Athletes when squatting use a variety of WS therefore it is important to understand the differences between them (Escamilla, Fleisig, Lowry, Barrentine, & Andrews, 2001a). Variation in WS can alter joint related forces with lower patellofemoral and tibiofemoral compression in a narrow stance (NS) and less forward knee lean in the wider stance reducing shear forces (Schoenfeld, 2010). Data from Escamilla, Fleisig, Zheng, et al. (2001b) shows greater tibiofemoral compressive forces in the wider stance whereas the NS squat produced greater gastrocnemius activity. When developing hip adductors and hip extensor strength a wider stance squat would be more beneficial whereas if the goal is gastrocnemius development then a NS squat would be more effective (Schoenfeld, 2010; Escamilla et al., 2001b). WS does not appear to affect quadriceps muscle activity (McCaw & Melrose, 1999; Escamilla et al., 2001b), however gluteus maximus muscular activity is significantly higher in the wide stance (McCaw & Melrose, 1999; Paoli, Marcolin, & Petrone, 2009). Therefore WS should be determined based on the athlete’s goal as well as their ability.

In order to determine which form of squatting to use with their athlete the S&C coach must take into account the biomechanical differences between the BSq and FSq as well as the variables mentioned above. It is clear that the FSq will result in a more upright trunk position than during both low bar and high bar BSq and may be advantageous for individuals with knee problems such as meniscus tears and general joint health when compared with BSq (Gullett et al., 2009). Using the BSq as major lower body mass builder allows for more weight to be lifted but this can results in higher stresses on the knee and back. However the shift in centre of mass does not alone influence the mechanics of the two lifts. A good S&C coach should be able to combine the different variables as well in order to create the ideal technical model of squatting for their athlete. For Example utilising a well executed deep FSq will still target the gluteus maximus perhaps not to the extent a wide stance low bar BSq will but there is less risk of lower back stress.
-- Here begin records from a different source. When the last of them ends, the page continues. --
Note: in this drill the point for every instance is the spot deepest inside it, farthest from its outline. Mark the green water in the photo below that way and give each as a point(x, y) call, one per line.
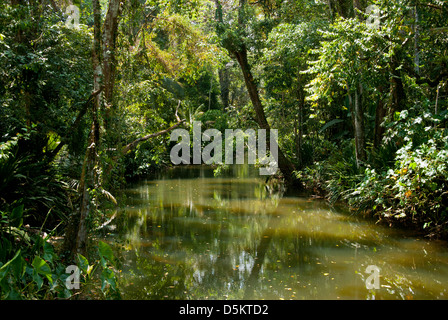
point(190, 235)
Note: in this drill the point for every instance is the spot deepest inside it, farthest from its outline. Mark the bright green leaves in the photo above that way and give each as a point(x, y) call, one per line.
point(105, 252)
point(16, 217)
point(41, 268)
point(107, 259)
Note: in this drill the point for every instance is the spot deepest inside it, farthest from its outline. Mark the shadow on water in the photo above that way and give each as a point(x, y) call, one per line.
point(188, 234)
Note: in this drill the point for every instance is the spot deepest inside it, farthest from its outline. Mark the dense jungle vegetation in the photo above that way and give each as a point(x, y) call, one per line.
point(357, 90)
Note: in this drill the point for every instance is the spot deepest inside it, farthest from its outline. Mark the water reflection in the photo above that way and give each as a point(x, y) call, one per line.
point(190, 235)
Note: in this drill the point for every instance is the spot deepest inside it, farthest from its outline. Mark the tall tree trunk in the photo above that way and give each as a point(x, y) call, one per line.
point(359, 126)
point(285, 166)
point(76, 234)
point(299, 117)
point(380, 113)
point(239, 51)
point(109, 36)
point(224, 83)
point(357, 112)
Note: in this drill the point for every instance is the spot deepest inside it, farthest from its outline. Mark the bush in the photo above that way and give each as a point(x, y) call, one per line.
point(414, 189)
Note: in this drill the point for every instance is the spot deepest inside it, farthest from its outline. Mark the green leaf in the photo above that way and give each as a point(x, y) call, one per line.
point(16, 216)
point(4, 269)
point(41, 267)
point(83, 263)
point(105, 251)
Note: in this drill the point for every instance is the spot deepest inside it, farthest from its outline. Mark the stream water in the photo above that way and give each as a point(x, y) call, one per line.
point(187, 234)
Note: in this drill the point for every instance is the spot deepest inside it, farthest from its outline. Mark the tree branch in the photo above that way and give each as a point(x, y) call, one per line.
point(75, 124)
point(134, 143)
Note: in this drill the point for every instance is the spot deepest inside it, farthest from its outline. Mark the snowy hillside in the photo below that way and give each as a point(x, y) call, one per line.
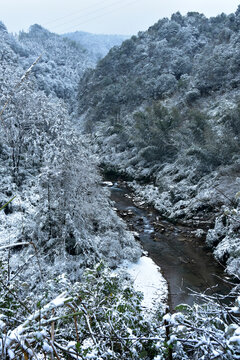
point(155, 108)
point(164, 108)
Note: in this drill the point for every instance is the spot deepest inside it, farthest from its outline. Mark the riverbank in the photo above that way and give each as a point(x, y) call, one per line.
point(185, 261)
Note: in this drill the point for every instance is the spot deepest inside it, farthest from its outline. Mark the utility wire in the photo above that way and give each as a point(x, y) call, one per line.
point(90, 13)
point(99, 16)
point(74, 13)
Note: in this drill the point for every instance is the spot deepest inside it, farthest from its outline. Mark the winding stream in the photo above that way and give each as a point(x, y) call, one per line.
point(185, 261)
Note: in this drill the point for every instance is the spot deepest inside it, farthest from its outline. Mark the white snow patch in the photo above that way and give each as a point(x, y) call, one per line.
point(149, 280)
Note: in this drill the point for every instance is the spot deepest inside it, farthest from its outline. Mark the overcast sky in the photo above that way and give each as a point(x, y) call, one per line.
point(102, 17)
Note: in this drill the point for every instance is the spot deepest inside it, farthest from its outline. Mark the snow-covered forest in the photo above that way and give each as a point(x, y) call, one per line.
point(163, 109)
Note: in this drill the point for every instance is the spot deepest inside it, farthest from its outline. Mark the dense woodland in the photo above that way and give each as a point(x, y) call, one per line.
point(162, 108)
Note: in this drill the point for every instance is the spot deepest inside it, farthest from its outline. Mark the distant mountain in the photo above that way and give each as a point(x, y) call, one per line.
point(165, 107)
point(63, 61)
point(98, 45)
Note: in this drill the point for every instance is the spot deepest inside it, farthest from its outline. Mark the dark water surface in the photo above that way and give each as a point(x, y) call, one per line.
point(185, 261)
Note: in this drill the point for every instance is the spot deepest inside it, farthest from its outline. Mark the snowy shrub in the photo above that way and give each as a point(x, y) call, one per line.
point(100, 317)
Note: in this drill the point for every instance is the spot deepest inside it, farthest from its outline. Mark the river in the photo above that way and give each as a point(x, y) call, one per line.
point(185, 261)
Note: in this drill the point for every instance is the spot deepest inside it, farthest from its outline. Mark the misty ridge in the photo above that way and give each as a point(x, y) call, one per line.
point(160, 110)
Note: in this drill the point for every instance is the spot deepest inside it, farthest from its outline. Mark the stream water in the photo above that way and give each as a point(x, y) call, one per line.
point(185, 261)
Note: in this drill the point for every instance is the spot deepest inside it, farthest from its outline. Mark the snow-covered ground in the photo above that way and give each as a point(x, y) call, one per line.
point(148, 279)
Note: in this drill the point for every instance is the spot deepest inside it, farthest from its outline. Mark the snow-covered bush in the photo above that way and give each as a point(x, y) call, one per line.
point(98, 318)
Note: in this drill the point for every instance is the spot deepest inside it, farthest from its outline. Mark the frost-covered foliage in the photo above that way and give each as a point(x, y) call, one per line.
point(62, 62)
point(206, 331)
point(61, 209)
point(189, 50)
point(164, 108)
point(225, 239)
point(101, 317)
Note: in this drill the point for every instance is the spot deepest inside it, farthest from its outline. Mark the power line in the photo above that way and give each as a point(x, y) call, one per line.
point(90, 13)
point(74, 13)
point(100, 15)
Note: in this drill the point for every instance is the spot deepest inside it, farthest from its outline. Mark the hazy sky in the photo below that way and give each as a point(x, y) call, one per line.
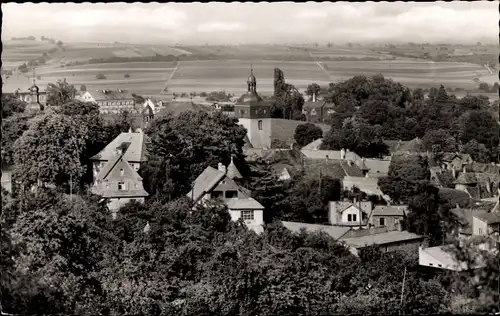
point(232, 23)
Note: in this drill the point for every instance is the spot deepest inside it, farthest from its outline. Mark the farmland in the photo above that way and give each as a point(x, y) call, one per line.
point(228, 67)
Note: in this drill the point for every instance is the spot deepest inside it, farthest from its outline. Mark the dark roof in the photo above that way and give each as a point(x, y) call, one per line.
point(104, 95)
point(392, 210)
point(136, 152)
point(489, 218)
point(205, 182)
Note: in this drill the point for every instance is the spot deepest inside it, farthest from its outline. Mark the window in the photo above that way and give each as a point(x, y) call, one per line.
point(216, 194)
point(231, 194)
point(247, 215)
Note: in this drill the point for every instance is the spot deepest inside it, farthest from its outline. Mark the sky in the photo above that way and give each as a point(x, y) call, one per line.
point(255, 23)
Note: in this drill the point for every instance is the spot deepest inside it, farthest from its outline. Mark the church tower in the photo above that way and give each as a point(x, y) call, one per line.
point(254, 114)
point(34, 104)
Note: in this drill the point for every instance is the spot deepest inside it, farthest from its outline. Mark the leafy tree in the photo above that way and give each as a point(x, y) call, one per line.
point(61, 243)
point(60, 93)
point(183, 146)
point(440, 139)
point(406, 178)
point(49, 151)
point(306, 133)
point(358, 136)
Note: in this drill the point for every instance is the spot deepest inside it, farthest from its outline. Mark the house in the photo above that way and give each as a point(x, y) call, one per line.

It is important for S&C to teach their athletes both varieties of the squatting exercise. Athletes can vary their use of both squats exercises to give variety to their training. Athletes who want to avoid lower knee compression and lumbar stress or who are worried about lower back injury issues can utilise the FSq exercise without compromising their lower body development. The FSq can also be used to safely build lower body strength while minimising compressive forces in the patellofemoral joint. When teaching the squat it also important for the S&C to not allow the athlete to rapidly eccentrically drop during the squatting movement as this may result in increased high joint forces at the knee leading to increased risk of injury. SD should be determined by the athletes goal and ability. If gluteus maximus development is priority then deeper squatting is required however for quadriceps development parallel squatting is sufficient. Athletes with existing knee injuries or previous reconstruction of the PCL should avoid deep squatting. It is important that ADK is not restricted during squatting movement and for the knee to travel past the toes to optimise the forces in the involved joints. Finally if lower patellofemoral and tibiofemoral compression is priority then a NS should be utilised however if gluteus maximus development is the target then a wider stance should be adopted. In conclusion, it is clear that a deeper understanding of muscle activity and knee joint biomechanics while performing squatting movements can allow the S&C to optimise results and reduce the risk of injury with their athletes.